Мы жуем спагетти. В голове — одна мысль: пока ее имя не произнесено, со мной все будет в порядке. Затеяв эту игру, я сверяюсь с циферблатом часов: сколько мне уже удалось продержаться. Циферблат корчит скептическую мину. Что со мной творится? Я как двоечник перед экзаменационным листком с вопросами, а ответы заведомо неизвестны. Хоть бы часы быстрее шли! Хоть бы поскорее отсюда уйти! В девять я сообщаю Жаклин, что умираю от усталости. Она гладит меня по руке, но я ничего не чувствую. Позже, когда мы уже лежим бок о бок в своих пижамах, я плотно сжимаю губы, а мои щеки наверное раздулись, как у хомячка, потому что во рту у меня — лишь имя «Луиза».
Не надо объяснять вам, куда я направляюсь на следующий день.
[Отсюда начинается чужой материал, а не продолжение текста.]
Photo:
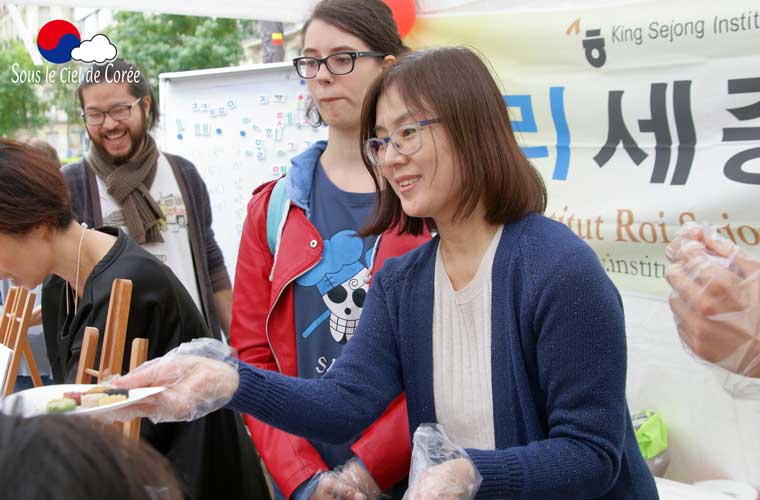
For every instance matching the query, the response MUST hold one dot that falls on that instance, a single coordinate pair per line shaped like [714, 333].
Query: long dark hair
[65, 457]
[32, 190]
[139, 85]
[454, 85]
[369, 20]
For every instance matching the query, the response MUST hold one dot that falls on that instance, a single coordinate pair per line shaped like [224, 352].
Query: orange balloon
[404, 13]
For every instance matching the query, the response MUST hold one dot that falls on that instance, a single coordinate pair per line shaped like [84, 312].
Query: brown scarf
[130, 184]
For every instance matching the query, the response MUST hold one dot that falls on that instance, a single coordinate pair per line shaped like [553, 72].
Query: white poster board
[239, 126]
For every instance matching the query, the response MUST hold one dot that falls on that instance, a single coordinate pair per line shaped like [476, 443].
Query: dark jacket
[558, 360]
[208, 260]
[212, 456]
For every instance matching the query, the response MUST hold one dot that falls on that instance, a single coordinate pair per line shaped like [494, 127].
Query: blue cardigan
[561, 422]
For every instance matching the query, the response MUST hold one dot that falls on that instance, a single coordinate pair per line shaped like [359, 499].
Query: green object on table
[651, 433]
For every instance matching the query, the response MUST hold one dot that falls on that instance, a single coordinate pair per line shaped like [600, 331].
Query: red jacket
[266, 338]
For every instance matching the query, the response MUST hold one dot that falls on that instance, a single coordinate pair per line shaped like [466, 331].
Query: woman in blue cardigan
[504, 328]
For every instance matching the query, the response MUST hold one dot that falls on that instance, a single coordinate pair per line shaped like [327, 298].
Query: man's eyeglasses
[406, 139]
[340, 63]
[118, 113]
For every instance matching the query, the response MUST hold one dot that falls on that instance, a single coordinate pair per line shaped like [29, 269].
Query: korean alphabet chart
[240, 127]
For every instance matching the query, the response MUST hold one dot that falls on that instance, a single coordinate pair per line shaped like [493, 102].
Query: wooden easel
[112, 351]
[14, 326]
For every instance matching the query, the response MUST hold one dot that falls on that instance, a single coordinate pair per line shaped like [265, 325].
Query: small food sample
[76, 396]
[61, 405]
[99, 395]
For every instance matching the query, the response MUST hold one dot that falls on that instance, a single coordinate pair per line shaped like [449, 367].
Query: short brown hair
[369, 20]
[456, 86]
[32, 190]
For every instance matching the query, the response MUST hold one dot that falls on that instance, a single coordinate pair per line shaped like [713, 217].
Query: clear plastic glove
[716, 302]
[440, 470]
[348, 482]
[200, 377]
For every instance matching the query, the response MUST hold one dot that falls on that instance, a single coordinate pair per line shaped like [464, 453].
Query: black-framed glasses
[118, 113]
[406, 139]
[340, 63]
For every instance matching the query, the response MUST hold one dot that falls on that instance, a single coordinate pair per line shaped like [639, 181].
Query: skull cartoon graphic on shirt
[342, 280]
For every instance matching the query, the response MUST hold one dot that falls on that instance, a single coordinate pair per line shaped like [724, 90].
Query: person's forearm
[223, 306]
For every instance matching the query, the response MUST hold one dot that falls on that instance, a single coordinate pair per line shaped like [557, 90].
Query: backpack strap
[278, 202]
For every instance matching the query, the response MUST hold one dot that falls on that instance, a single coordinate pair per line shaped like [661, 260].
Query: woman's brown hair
[32, 190]
[454, 85]
[369, 20]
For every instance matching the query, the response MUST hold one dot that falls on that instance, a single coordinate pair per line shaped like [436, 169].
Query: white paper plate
[33, 402]
[672, 490]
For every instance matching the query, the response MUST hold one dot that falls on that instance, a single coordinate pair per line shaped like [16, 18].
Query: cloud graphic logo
[99, 49]
[56, 39]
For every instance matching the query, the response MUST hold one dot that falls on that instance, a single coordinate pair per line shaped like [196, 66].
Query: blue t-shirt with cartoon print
[330, 296]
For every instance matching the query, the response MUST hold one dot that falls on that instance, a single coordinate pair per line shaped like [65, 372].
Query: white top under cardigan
[462, 354]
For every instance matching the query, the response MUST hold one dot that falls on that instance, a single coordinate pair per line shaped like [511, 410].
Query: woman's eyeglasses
[406, 139]
[340, 63]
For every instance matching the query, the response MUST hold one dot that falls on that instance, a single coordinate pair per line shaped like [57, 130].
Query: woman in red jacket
[302, 271]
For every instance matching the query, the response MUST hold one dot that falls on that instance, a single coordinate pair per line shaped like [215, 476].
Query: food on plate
[99, 395]
[61, 405]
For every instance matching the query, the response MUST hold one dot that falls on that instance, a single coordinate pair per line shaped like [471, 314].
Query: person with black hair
[69, 458]
[158, 199]
[41, 241]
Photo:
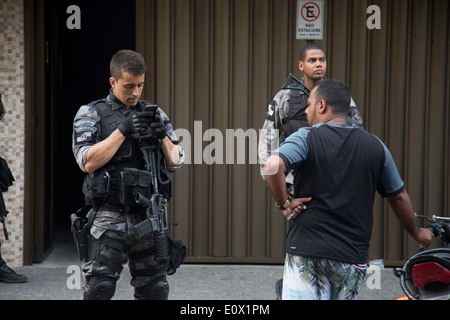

В ту ночь мне приснился мрачный сон про одну мою бывшую подружку, которая всерьез увлеклась папье-маше. Началось как хобби, и кто стал бы возражать против небольших ведерок с водой и мукой, да мотков тонкой проволоки? У меня широкие взгляды, и я за свободу самовыражения. И вот подхожу я в один прекрасный день к ее дому и вижу, как из щели почтового ящика, как раз на уровне промежности высовывается здоровая желто-зеленая змеиная голова. Нет, не настоящая, конечно, но очень натуральная, с красным язычком и зубами из серебряной фольги. Я медлю в нерешительности, прежде чем нажать на звонок: дотянуться до звонка можно, только прижавшись к голове змеюки очень личной частью моего тела. В голове у меня происходит следующий диалог:
Мне: Не валяй дурака! Это просто шутка.
Я: Что значит шутка? Жуть какая!
Мне: Но ведь зубы не настоящие.
Я: Чтобы сделать больно, не обязательны настоящие зубы.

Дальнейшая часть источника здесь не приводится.